No almoço com algumas pessoas conhecidas, estava à mesa um amigo que comentou sobre um artigo de revista de grande circulação a respeito dos “2% mais inteligentes do vestibular”. Disse que esse percentual é preenchido por alunos de Medicina, e perguntou se eu concordo com isso.
Respondi que a mim não parece simples esta questão, uma vez que não existe consenso quanto às modernas definições de inteligência. Mesmo o QI (Quociente de Inteligência), a que as publicações se referem como se fosse algo firme e cientificamente estabelecido, carece de unanimidade, uma vez que este instrumento de medição não fornece definição de inteligência.

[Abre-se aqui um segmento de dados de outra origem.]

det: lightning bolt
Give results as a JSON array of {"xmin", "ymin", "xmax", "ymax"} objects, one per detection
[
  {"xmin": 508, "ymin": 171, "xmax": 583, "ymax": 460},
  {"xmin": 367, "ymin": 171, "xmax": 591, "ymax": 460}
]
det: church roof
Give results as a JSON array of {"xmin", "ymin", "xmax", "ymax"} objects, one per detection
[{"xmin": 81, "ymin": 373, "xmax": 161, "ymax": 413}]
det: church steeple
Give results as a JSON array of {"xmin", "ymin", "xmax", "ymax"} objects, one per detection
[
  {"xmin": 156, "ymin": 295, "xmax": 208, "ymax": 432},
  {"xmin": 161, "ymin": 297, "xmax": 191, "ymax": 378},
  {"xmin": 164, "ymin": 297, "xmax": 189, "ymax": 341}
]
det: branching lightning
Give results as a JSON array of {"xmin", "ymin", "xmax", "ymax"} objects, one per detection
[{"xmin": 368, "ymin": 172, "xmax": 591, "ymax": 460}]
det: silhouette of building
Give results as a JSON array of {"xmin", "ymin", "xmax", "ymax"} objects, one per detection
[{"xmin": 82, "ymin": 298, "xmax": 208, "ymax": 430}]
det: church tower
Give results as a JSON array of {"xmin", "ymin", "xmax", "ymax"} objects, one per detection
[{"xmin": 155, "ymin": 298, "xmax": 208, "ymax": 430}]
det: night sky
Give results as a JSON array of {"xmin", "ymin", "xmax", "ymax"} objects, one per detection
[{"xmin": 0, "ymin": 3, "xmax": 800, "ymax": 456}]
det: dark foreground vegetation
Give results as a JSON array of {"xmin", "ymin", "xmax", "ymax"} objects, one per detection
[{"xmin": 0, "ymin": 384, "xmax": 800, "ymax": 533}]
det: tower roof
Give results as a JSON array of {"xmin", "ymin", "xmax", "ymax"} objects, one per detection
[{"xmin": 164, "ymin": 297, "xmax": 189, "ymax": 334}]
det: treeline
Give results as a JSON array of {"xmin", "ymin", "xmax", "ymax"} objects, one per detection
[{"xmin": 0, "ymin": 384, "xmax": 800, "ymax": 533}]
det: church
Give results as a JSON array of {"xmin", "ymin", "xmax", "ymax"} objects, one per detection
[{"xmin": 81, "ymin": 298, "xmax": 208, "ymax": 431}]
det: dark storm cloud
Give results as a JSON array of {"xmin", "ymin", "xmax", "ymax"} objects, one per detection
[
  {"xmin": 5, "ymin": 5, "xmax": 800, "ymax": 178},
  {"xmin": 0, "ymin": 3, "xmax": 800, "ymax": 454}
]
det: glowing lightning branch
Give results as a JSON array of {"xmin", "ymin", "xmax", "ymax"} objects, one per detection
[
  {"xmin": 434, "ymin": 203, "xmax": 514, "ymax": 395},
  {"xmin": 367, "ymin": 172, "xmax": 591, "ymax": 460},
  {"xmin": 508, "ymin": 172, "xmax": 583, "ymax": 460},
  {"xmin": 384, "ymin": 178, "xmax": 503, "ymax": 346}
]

A definição de inteligência que está pressuposta no meu pensamento a respeito é “a capacidade de perceber e admitir o real”, expressão extensa do que sinteticamente se expressa pelo substantivo “humildade”. Ser inteligente é caminhar na direção que culmina com a visão de Deus. Ora, antes disso, é preciso ser capaz de ver os sinais e vestígios de Deus nas coisas e em nós mesmos, de modo que nessa prática vamos conhecendo progressivamente um pouco deDeus, que adoramos e devemos amar.
Prosseguindo meu raciocínio sobre os 2% inteligentes no vestibular, entendo que este percentual representa o número indivíduos com vocação estritamente compatível com o exercício da Medicina.
A Medicina não se apoia em raciocínios lógicos, mas na experiência. Quem tenha amigo médico compreende rapidamente isto. O médico enquanto tal não adota este ou aquele procedimento porque é lógico fazê-lo mas, sim, porque a experiência demonstra que ele é o mais eficaz. Ele nem precisa entender por que o procedimento funciona – para ele, basta que funciona e pronto.
Acontece que algo assim é capaz de abalar o equilíbrio nervoso daqueles não dotados de vocação compatível com o exercício da Medicina. É mais comum que haja maior número de pessoas que exijam coerência lógica mais do que a funcionalidade deste ou daquele procedimento. Ou seja, é maior o número de indivíduos com vocação compatível com o exercício da Engenharia, por exemplo, do que com o da Medicina. A inteligência requerida para o exercício desta disciplina é grandemente baseado na memória, enquanto que a requerida para o exercício daquela outra é o raciocínio lógico e dedutivo. O vocacionado ao exercício da Medicina possui uma maior disposição interior para decorar informações do que o proponente à Engenharia que, por ter como instrumento de trabalho a matemática, deve ser hábil em fazer deduções, inferências lógicas e assim por diante.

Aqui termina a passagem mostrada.